I guess whichever way thd taxman calculates profit will be the best way to show it so long as you have the historic profit/loss calculation for part sales for easy identification later on. I know better statements will be one thing in the future for freetrade to look for
What is concerning is that if people are relying on the profit/loss figure in FreeTrade then using my calculations this figure is WRONG.
Many first time users of FreeTrade might be buying and selling a number of shares and then using this figure to say oh great I’ve made 10% profit now on this stock I’m going to sell the entire holding when in fact the figure is not 10%.
Would be very useful if someone from FreeTrade can reply to this thread and advise.
I can now see where FreeTrade is getting the +5.04% (around £15.87 profit). They are using my average price per share £3.1158. So the current cost to buy the shares using the avg. price per share is £314.70 and if I sold at the current share price I’d get back £330.88 giving a profit of £16.18.
But in reality, my overall profit should I sell this holding would be £9.93 based on my manual calculation. Like I have mentioned before this Investment gain/loss is misleading and not correct, or am I wrong - please can someone from FreeTrade clarify this ASAP as I’m pretty sure I’m not the only person using the Investment gain/loss figure.

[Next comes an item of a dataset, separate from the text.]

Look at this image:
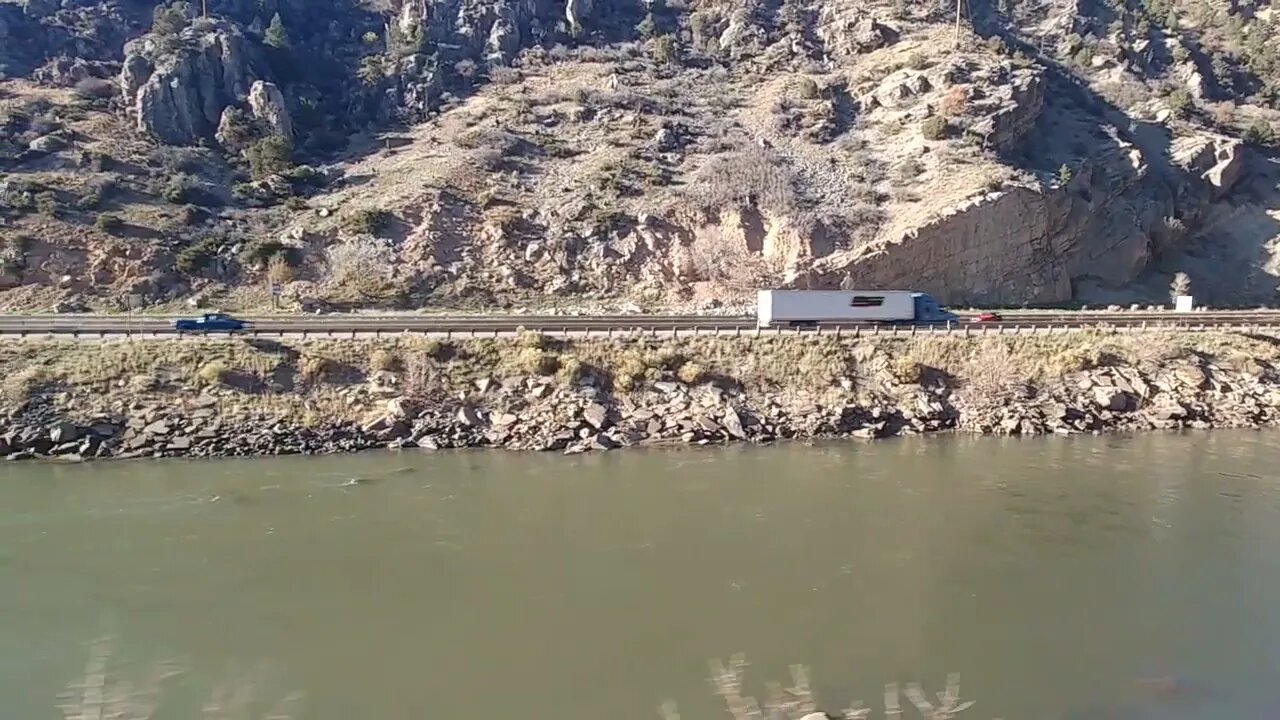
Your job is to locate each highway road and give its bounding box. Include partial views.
[0,304,1280,337]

That makes sense, the average price per share is also based on the remaining shares, after selling the older most expensive shares. So the current average is lower than the overall average of all buys
I think any way of calculating the remaining profit is open to interpretation. For example of you only had 1 share left it wouldn’t make sense (to me) to show the total profit on all shares previously bought/sold
I can also replicate FT’s 18.79% in-app ‘Investment Gain/Loss’ figure if I take the single sale of 65 to mean that the first 65 I bought were sold by removing the first buys of 33 and 14 and recalculating only a 14 share buy for 04 Feb (thus removing a further 18 buy equalling 65 removed) at the correctly adjusted average cost per share, 588.17/32) x 14 = 257.32.
The 65 sell side is then ignored for the return calculation.
So depending on how you look at things, you get a very different impression.
For me, this figure is wrong and needs to be addressed. A newbie investor might see an 18% gain like your example and ‘assume’ that this is their overall position for this stock when sold when actually it is only 4.27%.
What’s worst some entire holdings might have been sold out at a loss not realising.